Weiss (Apt Fassa): «Senza arrivi da altre regioni l'apertura diventa insostenibile»

di Leonardo Pontalti

«Senza turisti da fuori regione, l'apertura è insostenibile. Sarebbe solo un salasso. Ma una finestra di apertura vera, da qui alla fine della stagione, sarebbe importante. Anche per pianificare il prossimo inverno».
Ribadisce un concetto ormai chiaro a tutti Andrea Weiss, direttore dell'Apt della Val di Fassa: il problema per l'industria dello sci non è più rappresentato da accessi contingentati o protocolli del Cts, ma dalla possibilità o meno per gli sciatori di arrivare da fuori Trentino.
«Aprire per gli appassionati della provincia sarebbe soltanto un altro salasso. I costi legati al mantenimento in funzione degli impianti non potrebbero mai essere coperti dalle entrate. Anche perché i trentini che sciano, giustamente, andrebbero ognuno nelle località più prossime al luogo di residenza. Non ci sarebbero neppure benefici per il settore ricettivo, con presenze limitate ad un'unica giornata».
Nessuna riapertura, al di là della possibilità di attuarla dunque? Meglio pensare al prossimo inverno?
«In realtà la speranza - da qui al termine della stagione (o meglio, del periodo in cui dovrebbe chiudersi una stagione mai apertasi) - è quella di poter contare quantomeno su una finestra di qualche settimana con la possibilità anche per turisti da fuori regione di arrivare da noi. Non solo per una questione economica, con presenze che potrebbero rappresentare un piccolo ristoro per il settore. Ma anche per testare la sostenibilità dei protocolli ipotizzati. Non sappiamo quanto durerà ancora la pandemia. Non sappiamo se nell'inverno prossimo le condizioni saranno diverse o se la situazione sarà purtroppo ancora analoga a quella attuale. E proprio per questo serve un banco di prova. Serve poter capire se gli accessi contingentati nelle cabine bastano, se le presenze in pista sono gestibili e così via. Ma per rendere il banco di prova affidabile serve una presenza reale, non certo limitata ai trentini».
Questo inverno ha mostrato comunque una fame di montagna a prescindere dall'ambito dello sci alpino. È un'opportunità per il futuro?

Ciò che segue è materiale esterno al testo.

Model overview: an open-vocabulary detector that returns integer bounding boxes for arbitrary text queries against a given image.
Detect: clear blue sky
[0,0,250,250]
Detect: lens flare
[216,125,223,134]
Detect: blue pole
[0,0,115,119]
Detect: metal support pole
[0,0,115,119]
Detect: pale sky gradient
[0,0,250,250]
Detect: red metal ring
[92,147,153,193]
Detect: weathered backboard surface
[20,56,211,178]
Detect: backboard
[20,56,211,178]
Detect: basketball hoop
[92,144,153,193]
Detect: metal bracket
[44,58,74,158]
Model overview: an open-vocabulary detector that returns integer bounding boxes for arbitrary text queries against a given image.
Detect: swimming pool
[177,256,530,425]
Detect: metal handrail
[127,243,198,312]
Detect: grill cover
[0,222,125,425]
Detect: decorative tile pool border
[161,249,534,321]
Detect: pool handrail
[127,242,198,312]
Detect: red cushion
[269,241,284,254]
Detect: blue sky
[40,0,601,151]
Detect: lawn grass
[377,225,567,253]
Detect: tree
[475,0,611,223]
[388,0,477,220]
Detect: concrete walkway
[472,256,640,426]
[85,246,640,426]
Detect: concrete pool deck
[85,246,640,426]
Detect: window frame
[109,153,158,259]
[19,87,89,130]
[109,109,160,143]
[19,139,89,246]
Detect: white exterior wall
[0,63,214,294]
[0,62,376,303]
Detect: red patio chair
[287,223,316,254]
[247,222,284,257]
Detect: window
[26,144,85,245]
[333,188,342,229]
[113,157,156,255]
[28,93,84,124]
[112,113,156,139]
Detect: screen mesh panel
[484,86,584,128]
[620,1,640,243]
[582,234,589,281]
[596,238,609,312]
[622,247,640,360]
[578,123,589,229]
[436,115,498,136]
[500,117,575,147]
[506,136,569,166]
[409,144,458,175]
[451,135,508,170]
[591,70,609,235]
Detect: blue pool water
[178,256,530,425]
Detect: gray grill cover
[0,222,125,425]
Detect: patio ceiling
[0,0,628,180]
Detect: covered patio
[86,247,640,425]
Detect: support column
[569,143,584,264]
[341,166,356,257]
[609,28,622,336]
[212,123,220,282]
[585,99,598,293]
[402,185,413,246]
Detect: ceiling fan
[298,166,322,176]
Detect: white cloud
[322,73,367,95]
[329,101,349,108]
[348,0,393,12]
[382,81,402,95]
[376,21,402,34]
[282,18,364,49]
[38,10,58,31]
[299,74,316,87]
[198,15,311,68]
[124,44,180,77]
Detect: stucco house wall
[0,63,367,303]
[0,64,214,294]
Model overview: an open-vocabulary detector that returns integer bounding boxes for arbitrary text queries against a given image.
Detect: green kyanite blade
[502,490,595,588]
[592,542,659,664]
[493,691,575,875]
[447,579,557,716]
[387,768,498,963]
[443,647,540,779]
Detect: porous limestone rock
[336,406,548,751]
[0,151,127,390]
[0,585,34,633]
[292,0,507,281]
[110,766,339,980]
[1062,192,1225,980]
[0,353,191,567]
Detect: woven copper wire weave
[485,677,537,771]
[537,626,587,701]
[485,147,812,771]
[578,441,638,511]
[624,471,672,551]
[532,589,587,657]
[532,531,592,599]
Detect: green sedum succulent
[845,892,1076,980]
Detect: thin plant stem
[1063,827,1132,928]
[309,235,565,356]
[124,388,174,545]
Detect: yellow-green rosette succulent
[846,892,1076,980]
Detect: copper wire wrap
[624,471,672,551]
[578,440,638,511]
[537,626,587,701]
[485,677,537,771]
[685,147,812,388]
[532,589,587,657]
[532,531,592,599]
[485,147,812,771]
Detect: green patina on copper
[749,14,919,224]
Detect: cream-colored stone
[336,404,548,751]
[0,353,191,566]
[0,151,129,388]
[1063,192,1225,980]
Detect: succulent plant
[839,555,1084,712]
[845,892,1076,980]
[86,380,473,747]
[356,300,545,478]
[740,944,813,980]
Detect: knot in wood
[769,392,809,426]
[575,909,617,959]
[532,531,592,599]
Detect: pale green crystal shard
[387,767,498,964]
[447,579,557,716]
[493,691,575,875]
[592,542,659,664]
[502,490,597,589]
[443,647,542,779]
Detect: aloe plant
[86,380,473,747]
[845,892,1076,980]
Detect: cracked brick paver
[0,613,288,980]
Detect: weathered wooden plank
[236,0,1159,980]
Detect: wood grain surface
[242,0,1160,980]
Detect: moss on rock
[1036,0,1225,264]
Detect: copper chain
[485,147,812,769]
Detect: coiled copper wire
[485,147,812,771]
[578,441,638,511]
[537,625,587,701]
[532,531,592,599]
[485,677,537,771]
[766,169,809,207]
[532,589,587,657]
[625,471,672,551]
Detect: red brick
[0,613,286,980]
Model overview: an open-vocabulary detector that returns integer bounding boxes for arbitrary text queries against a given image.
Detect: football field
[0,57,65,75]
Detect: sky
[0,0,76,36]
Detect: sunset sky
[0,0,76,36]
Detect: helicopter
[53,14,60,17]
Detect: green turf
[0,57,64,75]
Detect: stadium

«Dipende. Per una realtà come la nostra, pensare di puntare - economicamente e come offerta ricettiva - sull'inverno senza sci alpino è difficile. Abbiamo zone meravigliose, ma è chi viene qui per sciare che riempie gli alberghi. Quella dello sci per noi è una vera e propria industria, servono grandi numeri. E quelli li può garantire solo lo sci alpino. In Val di Fassa, almeno».
L'amore per le sciaspole o le pelli di foca non porta soldi.
«Non ne porta in quantità tale da poter giustificare investimenti in questo senso. Per ora. Il corollario di offerte extra sci è sempre stato pensato in funzione dello sci. Per soddisfare chi accompagna lo sciatore e non scia. Ma si tratta di un'utenza che arriva sempre qui, direttamente o indirettamente, per lo sci alpino».
Dopo mesi in cui si riflette sulla sostenibilità e sulle potenzialità del turismo invernale a prescindere dallo sci alpino, dunque, tutto tornerà nel dimenticatoio?
«Il rischio c'è. Ma sarebbe un errore. Il problema è che attualmente quello che prescinde dallo sci alpino è un turismo che poco si presta a garantire entrate anche per il sistema ricettivo, ad esempio. Lo scialpinista non fa la settimana bianca, si ferma due, tre giorni al massimo. E lo scialpinismo non può garantire numeri in grado da alimentare l'economia di una valle come lo sci nordico».
Si tornerà a puntare unicamente sugli impianti, dunque. Anche a fine pandemia?
«Credo sia giusto continuare a farlo, in maniera sempre più sostenibile e attenta all'ambiente. Ma si dovrà sempre più pensare a una diversificazione dell'offerta. Puntando anche alle professionalità che abbiamo nelle zone di montagna: i maestri di sci sono spesso anche guide alpine, accompagnatori di territorio. Una cosa non esclude l'altra: si deve far sì che il turismo invernale diventi sempre più sostenibile permettendo a tutti di scoprire modi diversi di fruire della neve. Soprattutto in zone in cui puntare sugli impianti e lo sci alpino potrebbe diventare sempre più difficile. Un'opportunità in più. Un di più. Ma, soprattutto per realtà come la nostra, non si può pensare di fare a meno dello sci».